Incoming BMO CEO Faces Challenges in 2007

  
Canadian Press, David Friend, 3 December 2006

As analysts forecast a tough fiscal year ahead for the banking sector, William Downe is preparing to become chief executive of Bank of Montreal next March, replacing Tony Comper.

After nearly 24 years working at Canada's oldest-largest bank, Downe's challenge is to regain retail banking clients that have been lost to other major players.

In an internal address to employees last week, Downe said the company needs to begin working immediately on building relationships with customers that will turn out "tangible business results."

His comments come as BMO's future direction seems uncertain.

The bank has been actively exploring expansion in the United States, helped by its strong presence in the Midwest through its Harris subsidiary, which it acquired in the mid-'80s.

But the waning popularity of BMO among clients in Canada has some analysts suggesting that it should find its domestic footing before venturing further into foreign territory.

"You have to be strong in your home country before you branch out. Water coming in the top of the glass and leaking out the bottom doesn't get you anywhere," said Ian Nakamoto, director of research at MacDougall, MacDougall and MacTier Inc.
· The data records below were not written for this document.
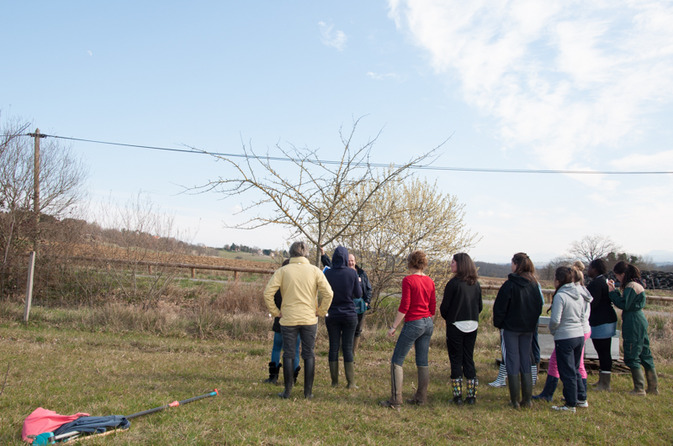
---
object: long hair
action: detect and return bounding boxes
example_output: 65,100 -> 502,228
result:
613,261 -> 642,289
571,260 -> 585,285
452,252 -> 478,285
553,266 -> 574,297
512,252 -> 537,284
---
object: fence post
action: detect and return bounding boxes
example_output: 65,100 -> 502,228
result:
23,252 -> 36,323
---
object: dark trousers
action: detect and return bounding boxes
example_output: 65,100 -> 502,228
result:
555,336 -> 584,407
325,317 -> 357,362
354,312 -> 365,338
281,324 -> 317,364
503,330 -> 533,375
446,324 -> 478,379
591,337 -> 613,372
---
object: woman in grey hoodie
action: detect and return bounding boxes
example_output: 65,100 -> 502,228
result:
548,266 -> 592,413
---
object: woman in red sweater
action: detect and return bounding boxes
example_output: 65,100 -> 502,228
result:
380,250 -> 436,408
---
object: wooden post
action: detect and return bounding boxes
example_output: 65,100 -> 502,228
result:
23,252 -> 36,322
191,267 -> 196,279
234,271 -> 239,281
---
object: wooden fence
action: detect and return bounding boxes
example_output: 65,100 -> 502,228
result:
69,256 -> 276,281
480,285 -> 673,304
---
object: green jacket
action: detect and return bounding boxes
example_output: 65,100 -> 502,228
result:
609,281 -> 648,342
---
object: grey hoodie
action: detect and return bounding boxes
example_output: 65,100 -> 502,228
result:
549,283 -> 593,340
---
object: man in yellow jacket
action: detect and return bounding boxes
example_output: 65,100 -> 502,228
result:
264,241 -> 334,399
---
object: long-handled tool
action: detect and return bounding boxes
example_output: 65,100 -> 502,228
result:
31,389 -> 219,445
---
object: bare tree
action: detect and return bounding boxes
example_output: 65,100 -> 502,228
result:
191,118 -> 439,265
568,235 -> 620,264
333,173 -> 477,308
0,114 -> 87,296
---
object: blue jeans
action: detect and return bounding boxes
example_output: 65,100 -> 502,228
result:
391,317 -> 434,367
503,330 -> 533,375
270,332 -> 301,368
281,324 -> 317,364
325,317 -> 358,362
555,336 -> 584,407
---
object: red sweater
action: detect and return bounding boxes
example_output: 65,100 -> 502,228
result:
399,274 -> 436,322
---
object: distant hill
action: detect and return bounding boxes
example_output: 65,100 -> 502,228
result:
475,261 -> 510,278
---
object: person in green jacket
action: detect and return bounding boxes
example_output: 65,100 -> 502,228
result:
607,261 -> 658,396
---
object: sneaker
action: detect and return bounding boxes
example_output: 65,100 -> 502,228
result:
576,400 -> 589,408
551,405 -> 576,413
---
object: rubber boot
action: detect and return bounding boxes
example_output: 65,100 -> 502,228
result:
489,363 -> 507,387
353,336 -> 360,355
293,366 -> 301,385
344,361 -> 357,389
451,378 -> 463,406
507,374 -> 521,408
531,363 -> 539,386
264,361 -> 281,384
303,357 -> 315,399
278,361 -> 294,399
407,366 -> 429,405
380,363 -> 404,408
329,361 -> 339,387
532,375 -> 558,402
594,372 -> 611,391
646,368 -> 659,395
629,367 -> 647,396
520,373 -> 533,408
465,378 -> 478,405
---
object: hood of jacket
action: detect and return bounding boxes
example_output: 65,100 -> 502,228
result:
575,283 -> 593,303
507,273 -> 533,288
331,246 -> 349,269
557,282 -> 581,300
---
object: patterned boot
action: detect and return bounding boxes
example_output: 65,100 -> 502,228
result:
465,378 -> 478,405
452,378 -> 463,406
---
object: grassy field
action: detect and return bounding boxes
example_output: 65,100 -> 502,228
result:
1,301 -> 672,445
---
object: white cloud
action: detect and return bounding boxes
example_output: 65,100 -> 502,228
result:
318,21 -> 347,51
388,0 -> 673,170
366,71 -> 401,81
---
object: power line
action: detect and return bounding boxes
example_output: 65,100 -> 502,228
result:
22,132 -> 673,175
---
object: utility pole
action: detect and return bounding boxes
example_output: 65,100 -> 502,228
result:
24,129 -> 45,322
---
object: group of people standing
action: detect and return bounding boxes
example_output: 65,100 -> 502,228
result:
262,242 -> 659,409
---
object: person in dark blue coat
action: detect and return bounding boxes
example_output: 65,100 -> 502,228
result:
324,246 -> 362,389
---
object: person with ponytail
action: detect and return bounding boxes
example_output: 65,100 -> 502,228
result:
608,261 -> 658,396
548,266 -> 591,413
493,252 -> 543,408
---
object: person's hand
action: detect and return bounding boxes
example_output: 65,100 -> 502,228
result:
387,326 -> 396,337
607,279 -> 616,292
320,246 -> 325,255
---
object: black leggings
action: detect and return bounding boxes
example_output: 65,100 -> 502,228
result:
591,337 -> 613,372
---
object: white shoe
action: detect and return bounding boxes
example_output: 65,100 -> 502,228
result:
552,405 -> 576,413
577,400 -> 589,408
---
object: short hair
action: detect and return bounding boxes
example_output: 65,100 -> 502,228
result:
407,250 -> 428,270
589,258 -> 607,276
289,241 -> 308,258
452,252 -> 478,285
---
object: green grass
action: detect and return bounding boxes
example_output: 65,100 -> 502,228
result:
1,309 -> 672,445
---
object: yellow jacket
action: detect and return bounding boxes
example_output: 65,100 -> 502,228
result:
264,256 -> 334,326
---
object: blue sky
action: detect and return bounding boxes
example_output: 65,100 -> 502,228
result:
3,1 -> 673,263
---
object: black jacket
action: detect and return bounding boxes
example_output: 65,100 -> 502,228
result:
587,274 -> 617,326
440,277 -> 482,324
324,246 -> 362,320
493,274 -> 543,332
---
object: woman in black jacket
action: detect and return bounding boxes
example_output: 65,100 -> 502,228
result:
440,253 -> 482,405
493,252 -> 543,408
587,258 -> 617,391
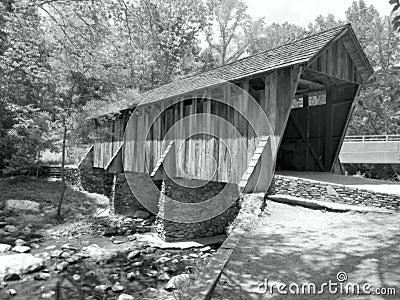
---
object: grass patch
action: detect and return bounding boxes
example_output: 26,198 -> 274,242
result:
0,176 -> 108,231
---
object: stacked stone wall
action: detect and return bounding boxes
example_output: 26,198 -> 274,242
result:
268,175 -> 400,210
155,178 -> 240,241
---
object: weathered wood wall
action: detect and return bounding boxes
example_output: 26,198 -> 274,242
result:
121,65 -> 301,184
308,38 -> 362,83
93,115 -> 126,169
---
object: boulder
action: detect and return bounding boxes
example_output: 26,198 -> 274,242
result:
164,274 -> 191,291
0,254 -> 45,278
5,200 -> 40,212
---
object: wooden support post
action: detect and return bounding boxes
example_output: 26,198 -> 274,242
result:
303,94 -> 310,170
303,94 -> 309,107
325,91 -> 334,171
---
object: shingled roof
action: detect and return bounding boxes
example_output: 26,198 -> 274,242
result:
139,23 -> 373,106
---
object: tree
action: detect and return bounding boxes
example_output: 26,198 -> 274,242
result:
248,22 -> 308,54
345,0 -> 400,135
308,14 -> 343,33
205,0 -> 264,65
0,0 -> 54,172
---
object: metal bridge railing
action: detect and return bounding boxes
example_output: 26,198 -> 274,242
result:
344,135 -> 400,142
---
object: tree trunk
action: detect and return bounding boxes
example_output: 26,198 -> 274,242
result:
57,115 -> 67,218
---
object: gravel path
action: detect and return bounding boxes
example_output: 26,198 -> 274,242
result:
213,201 -> 400,299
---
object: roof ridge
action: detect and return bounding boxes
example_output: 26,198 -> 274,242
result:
185,23 -> 350,80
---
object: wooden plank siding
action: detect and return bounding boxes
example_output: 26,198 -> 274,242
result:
121,65 -> 301,186
93,116 -> 125,169
308,38 -> 362,83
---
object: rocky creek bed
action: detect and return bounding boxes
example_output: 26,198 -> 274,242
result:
0,202 -> 220,300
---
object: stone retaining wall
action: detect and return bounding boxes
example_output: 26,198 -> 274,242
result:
113,173 -> 149,215
268,175 -> 400,210
79,167 -> 114,197
155,178 -> 240,242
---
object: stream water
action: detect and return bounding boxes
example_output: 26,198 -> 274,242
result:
2,241 -> 219,300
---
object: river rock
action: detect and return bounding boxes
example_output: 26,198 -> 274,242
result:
131,261 -> 143,267
164,274 -> 191,291
21,227 -> 31,235
4,217 -> 17,224
127,250 -> 140,260
118,294 -> 134,300
80,244 -> 111,260
103,226 -> 117,236
66,255 -> 81,264
5,200 -> 40,212
34,272 -> 50,281
94,284 -> 109,293
12,245 -> 31,253
0,254 -> 45,278
4,273 -> 21,281
50,249 -> 63,258
72,274 -> 80,281
200,246 -> 211,252
41,291 -> 56,299
7,288 -> 17,296
111,282 -> 124,292
5,225 -> 17,233
126,272 -> 136,281
14,239 -> 26,246
60,251 -> 73,259
0,244 -> 11,253
54,261 -> 69,272
158,272 -> 171,281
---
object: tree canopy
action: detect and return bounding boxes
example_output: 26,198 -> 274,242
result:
0,0 -> 399,173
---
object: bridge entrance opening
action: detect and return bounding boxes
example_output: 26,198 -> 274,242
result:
275,74 -> 360,173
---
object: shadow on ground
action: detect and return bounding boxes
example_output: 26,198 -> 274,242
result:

Before taking on his role as chief operating officer at BMO Financial Group, parent of Bank of Montreal, Downe was one of the BMO's most prominent executives south of the border.

Today he keeps homes in both Toronto, where the parent has its headquarters, and in Chicago, where Harris has its head office.

"In terms of markets where we may be expanding, he knows that very well," said one colleague at BMO that asked to remain anonymous.

"What he has done is get the pieces in place so that now you can bolt onto Harris to integrate new banks very easily. I think you'll see the benefits of an acquisition more quickly."

Caldwell Securities portfolio manager John Kinsey said BMO has seen more success stateside than any other Canadian bank, but that lately they haven't made any major acquisitions.

"They've got about $3.6 billion in extra cash, and they could do something with that if they so desired," he said. "I feel like they've been on hold for eight years. They're dressed up to go to a wedding and the wedding isn't happening."

In September the bank agreed to a reasonably small US$290 million purchase of First National Bank & Trust in Indianapolis.

That buy was dwarfed by a November bid from TD Bank to acquire the rest of its majority-owned TD Banknorth Inc. of Portland, Me., for $3.6-billion.

Analysts certainly aren't popping the corks to celebrate the outlook for the next fiscal year either. In Canada, the market is expected to slow after five years of strength. In the United States, the economy is slowing and the housing market is expected to continue declines.